Welche Energiesparpotenziale verbergen sich in Ihrem Haus? Machen Sie den Schnelldurchlauf durch unsere Energiespar-Tipps.

Beim Heizen:

  • 20°C Raumtemperatur im Wohnbereich und 18°C in Schlafzimmern sind vollkommen ausreichend.
  • Jedes Grad höher führt zu einer Steigerung des Energieverbrauchs um 6%. Das entspricht im Durchschnitt ca. 1500 kWh Erdgas oder 150l Heizöl im Jahr.
  • Entsprechende Dämmung der Heizkörpernischen senkt den Verbrauch um bis zu 4%.
  • Moderne Thermostatventile haben ein Einsparpotential von bis zu 20%
  • Nachts können die Temperaturen auf 17°C abgesenkt werden, dies spart Energie und schafft gesundes Raumklima.
  • Richtiges Lüften: Fenster nicht ständig gekippt (verschwendet nur Heizenergie), regelmäßiges Stoßlüften mit weit geöffneten Fenstern, währenddessen Heizventile schließen.
  • Die Heizung sollte regelmäßig gewartet werden (Energieeinsparung von bis zu 4%).
  • Am Ende der Heizperiode kann die Heizungsanlage abgeschaltet und die Warmwasserbereitung alleine betrieben werden; verhindert Bereitschaftsverluste.
  • Während längerer Abwesenheiten (z.B. Urlaub) Heizung zurückstellen. Ganz abstellen lohnt nicht, da das Aufheizen komplett ausgekühlter Räume mehr Energie benötigt, als gespart wurde.
  • Abdichten und Dämmen von Fugen, Fenstern, Türen und Wänden spart je nach vorherigem Zustand 5 bis 15% des jährlichen Heizenergieverbrauchs.
  • Gerade bei älteren Häusern kann deutlich gespart werden.
  • Ein schlecht isolierter Kessel (Anzeichen: Kesselraum ist sehr warm) hat einen hohen Wärmeverlust und verbraucht dementsprechend mehr Energie -> Isolieren !

Beim (Warm)wasser:

  • Temperatur von 60°C bei der Warmwasserbereitung reicht aus und tötet Bakterien wirkungsvoll ab.
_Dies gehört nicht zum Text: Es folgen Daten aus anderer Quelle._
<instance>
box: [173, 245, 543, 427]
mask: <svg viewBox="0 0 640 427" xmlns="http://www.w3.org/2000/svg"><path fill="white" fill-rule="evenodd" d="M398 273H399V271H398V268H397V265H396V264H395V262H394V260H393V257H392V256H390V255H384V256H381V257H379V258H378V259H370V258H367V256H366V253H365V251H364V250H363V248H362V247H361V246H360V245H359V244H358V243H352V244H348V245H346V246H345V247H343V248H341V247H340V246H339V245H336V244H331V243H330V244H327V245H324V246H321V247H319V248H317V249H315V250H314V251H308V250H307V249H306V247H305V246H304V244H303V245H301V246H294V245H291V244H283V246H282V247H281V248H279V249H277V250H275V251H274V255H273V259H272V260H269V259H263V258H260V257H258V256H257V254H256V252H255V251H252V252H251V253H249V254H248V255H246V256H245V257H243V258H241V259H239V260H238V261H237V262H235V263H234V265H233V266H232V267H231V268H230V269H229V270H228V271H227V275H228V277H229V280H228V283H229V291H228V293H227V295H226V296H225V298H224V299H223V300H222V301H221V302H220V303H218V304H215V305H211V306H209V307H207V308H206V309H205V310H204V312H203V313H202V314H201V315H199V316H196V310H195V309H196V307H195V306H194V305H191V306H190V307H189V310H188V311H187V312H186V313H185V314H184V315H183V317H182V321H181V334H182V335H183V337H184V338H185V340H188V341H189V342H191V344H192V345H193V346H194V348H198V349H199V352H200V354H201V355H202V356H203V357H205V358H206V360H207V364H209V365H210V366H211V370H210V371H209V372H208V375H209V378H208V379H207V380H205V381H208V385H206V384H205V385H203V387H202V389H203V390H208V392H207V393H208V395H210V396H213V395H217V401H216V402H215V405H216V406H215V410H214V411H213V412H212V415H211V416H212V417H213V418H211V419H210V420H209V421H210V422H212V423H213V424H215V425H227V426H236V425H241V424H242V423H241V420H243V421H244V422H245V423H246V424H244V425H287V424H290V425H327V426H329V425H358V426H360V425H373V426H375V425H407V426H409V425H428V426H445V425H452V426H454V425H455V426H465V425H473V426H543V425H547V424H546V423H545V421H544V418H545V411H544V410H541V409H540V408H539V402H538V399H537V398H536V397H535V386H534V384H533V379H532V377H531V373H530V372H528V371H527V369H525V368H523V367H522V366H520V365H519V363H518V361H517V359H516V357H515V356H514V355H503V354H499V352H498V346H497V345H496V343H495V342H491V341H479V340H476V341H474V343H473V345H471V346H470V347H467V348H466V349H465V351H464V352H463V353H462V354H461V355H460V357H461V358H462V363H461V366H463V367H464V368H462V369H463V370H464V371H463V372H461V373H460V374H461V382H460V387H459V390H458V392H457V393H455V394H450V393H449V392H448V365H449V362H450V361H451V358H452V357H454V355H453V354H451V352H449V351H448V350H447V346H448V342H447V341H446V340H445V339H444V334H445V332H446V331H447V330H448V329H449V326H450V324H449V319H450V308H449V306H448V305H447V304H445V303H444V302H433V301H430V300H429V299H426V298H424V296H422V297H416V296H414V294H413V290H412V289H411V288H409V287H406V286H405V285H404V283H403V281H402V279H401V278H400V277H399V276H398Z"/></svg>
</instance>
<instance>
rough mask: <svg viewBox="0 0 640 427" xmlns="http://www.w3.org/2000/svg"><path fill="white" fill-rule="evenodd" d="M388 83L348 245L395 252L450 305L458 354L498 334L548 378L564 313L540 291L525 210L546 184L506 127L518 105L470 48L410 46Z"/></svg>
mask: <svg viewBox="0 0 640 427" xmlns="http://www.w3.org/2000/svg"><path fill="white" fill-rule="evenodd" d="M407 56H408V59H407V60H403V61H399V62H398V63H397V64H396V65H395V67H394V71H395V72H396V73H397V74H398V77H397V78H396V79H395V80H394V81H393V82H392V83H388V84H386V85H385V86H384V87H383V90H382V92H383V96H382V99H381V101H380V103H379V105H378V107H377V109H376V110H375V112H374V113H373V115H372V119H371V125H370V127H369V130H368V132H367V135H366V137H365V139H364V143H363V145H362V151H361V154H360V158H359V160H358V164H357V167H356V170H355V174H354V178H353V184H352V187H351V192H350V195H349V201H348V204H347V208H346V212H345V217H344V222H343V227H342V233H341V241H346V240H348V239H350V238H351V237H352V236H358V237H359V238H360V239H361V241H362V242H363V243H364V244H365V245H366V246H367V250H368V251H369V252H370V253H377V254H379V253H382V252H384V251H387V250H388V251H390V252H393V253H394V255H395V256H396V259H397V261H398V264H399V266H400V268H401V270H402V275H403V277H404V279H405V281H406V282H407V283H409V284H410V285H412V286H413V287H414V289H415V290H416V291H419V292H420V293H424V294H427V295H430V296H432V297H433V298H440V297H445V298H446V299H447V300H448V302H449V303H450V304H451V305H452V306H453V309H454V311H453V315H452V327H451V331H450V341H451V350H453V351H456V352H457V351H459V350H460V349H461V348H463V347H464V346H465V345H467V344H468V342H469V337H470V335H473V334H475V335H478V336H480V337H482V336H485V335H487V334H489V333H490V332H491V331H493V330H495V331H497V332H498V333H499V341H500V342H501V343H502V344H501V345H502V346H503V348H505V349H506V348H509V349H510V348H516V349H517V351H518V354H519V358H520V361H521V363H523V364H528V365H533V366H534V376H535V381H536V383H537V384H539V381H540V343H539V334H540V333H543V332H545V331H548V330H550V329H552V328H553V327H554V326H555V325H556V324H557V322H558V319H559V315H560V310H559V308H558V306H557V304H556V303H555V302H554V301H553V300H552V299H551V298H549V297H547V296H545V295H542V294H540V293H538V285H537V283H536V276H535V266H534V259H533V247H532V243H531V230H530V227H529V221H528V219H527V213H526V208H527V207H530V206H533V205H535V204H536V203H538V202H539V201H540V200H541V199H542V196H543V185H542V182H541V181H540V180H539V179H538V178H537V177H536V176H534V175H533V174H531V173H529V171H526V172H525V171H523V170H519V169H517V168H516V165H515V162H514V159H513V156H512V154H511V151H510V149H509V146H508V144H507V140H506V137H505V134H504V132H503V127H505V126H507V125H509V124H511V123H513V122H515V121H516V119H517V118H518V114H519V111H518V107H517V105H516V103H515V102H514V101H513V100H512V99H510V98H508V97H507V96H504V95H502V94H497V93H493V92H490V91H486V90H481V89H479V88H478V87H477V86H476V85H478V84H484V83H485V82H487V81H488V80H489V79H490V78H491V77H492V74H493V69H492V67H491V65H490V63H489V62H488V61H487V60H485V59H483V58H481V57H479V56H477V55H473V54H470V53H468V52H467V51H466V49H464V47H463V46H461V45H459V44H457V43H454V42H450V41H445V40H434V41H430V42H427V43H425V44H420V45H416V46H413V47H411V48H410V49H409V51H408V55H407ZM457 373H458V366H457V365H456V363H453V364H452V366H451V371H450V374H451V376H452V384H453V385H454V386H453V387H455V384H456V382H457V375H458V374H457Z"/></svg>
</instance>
Höhere Temperaturen bringen auch nicht mehr Komfort, führen aber zu schnellerer Verkalkung der Leitungen und Geräte.
  • Die Warmwasserzirkulation braucht nicht den ganzen Tag zu laufen. Auf "Stoßzeiten" beschränkt, wird Energie gespart (Erdgas/Strom).
  • Duschen statt Baden (Wasser- und Energieverbrauch wird auf ein Drittel gesenkt).
  • Im Sommer ohne Heizung auf reine Warmwasserbereitung umschalten.
  • Moderne Sparbrauseköpfe senken beim Duschen Wasserverbrauch um bis zu 30%.
  • Undichte Armaturen verbrauchen unnötig Wasser. Ein tropfender Wasserhahn bis zu 5.000l im Jahr, ein undichter Spülkasten mehr als 50l am Tag.
  • Moderne Thermostatbatterien sparen, weil das Wasser direkt mit der gewünschten Temperatur aus dem Hahn kommt, lange Mischphasen entfallen.

Beim Strom:

  • Energiesparlampen helfen sparen. Die 8-mal längere Lebensdauer und der 5-mal geringere Energieverbrauch bewirken den Spareffekt.
  • Außenbeleuchtung mit Bewegungsmeldern spart Energie ohne Komforteinbußen.
  • Allgemeinbeleuchtung niedrig halten; nur am Arbeitsplatz hohe Beleuchtungsstärke.
  • Achtung bei Stand-by: Diese Bequemlichkeit bringt deutlichen Energieverbrauch mit sich, besonders bei älteren Geräten.
  • Kühlschränke können zu einem Energiefresser werden.
    - Idealtemperatur: 7°C; 2 Grad weniger erhöhen den Energieverbrauch um 15%.
    - Falscher Standort durch hohe Umgebungstemperaturen (z.B. Heizung) erhöht Energieverbrauch (1°C = 4%)
  • Elektroherd ist ein großer Stromfresser. Wenn möglich mit Erdgas kochen, spart bis zu 70% der Energiekosten für das Kochen.
  • Sparmöglichkeiten beim Elektroherd:
    - passende Kochtöpfe für Heizfeldgröße,
    - Deckel benutzen,
    - wenig Flüssigkeit,
    - Herd frühzeitig abstellen und Nachwärme nutzen,
    - kleine Mengen in der Mikrowelle.
  • Beim Waschen nicht immer das Kochprogramm nehmen. Bei 60°C wird die Wäsche genauso sauber und es wird 40% Strom eingespart.

Die meiste Energie wird beim Waschen für die Wassererhitzung benötigt. Ein Warmwasseranschluss und die Warmwasserbereitung mit Erdgas spart 50% des Stromverbrauchs beim Waschen.